USAREUR welcomes Ward as new deputy commander
November 9, 2003
HEIDELBERG, Germany — Soldiers from U.S. Army Europe welcomed a new deputy commander and chief of staff, Lt. Gen. William E. Ward, during a ceremony Friday at Campbell Barracks.
Ward, who most recently commanded NATO troops in Bosnia and Herzegovina, replaces Lt. Gen. Michael L. Dodson, who will soon retire. Ward’s arrival comes amid major troop deployments to and from the war in Iraq.
“These are challenging times, but we are up to the challenge,” Ward said. “I promise to give my total effort to ensuring that my part is done to ensure the well-being and readiness of the force.”
Gen.

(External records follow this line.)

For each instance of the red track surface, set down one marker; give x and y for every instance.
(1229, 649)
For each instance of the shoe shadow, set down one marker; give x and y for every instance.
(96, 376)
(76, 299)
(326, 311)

B.B. Bell, commander of USAREUR and 7th Army, paid tribute to Ward’s service and welcomed Ward and his wife, Joyce.
“We’ve got a great leadership team represented by the Ward family,” Bell said.
The ceremony — held on the Eddy house lawn, the back yard of Bell’s official residence — included soldiers carrying flags representing subordinate units and traditional military music performed by the USAREUR band. An artillery battery fired a salute that reverberated across the base.
During his speech, Ward paid homage to his father, Richard Ward, a World War II combat engineer who would have celebrated his 80th birthday Friday.
An infantry officer, Ward received his commission through the ROTC program in 1971.
During the 1970s, he served with the 82nd Airborne Division at Fort Bragg, N.C., and with the 2nd Infantry Division in South Korea. In 1978, he earned a master’s degree in political science from Pennsylvania State University. He served in Germany during much of the 1980s, followed by a tour in Alaska with the 6th Infantry Division.
During Operation Restore Hope in Somalia, Ward commanded 2nd Brigade, 10th Mountain Division.
In 1998, he was assigned to the Office of Military Cooperation in Cairo, Egypt. He went on to command the 25th Infantry Division in Hawaii. In Oct. 2002, Ward was promoted to lieutenant general and sent to Sarajevo, where he commanded the Stabilization Force in Operation Joint Forge.
Ward intends to focus on caring for soldiers deploying to combat, those returning from the war, and soldiers’ families, he said.
“Their well-being is priority for those of us in positions of leadership,” Ward said.
While supporting Bell’s vision for USAREUR, from the wartime mission to any transformation changes, Ward’s goal is to build certainty for troops, he said.
In the near future, Ward will oversee the 1st Infantry Division’s training program prior to the unit’s upcoming deployment to Iraq.
He will also be getting to know the command by visiting Army communities.
Ward is looking forward to “improving the foxhole,” he said, citing an old infantry term.
“We do our best to make every day better than the day before.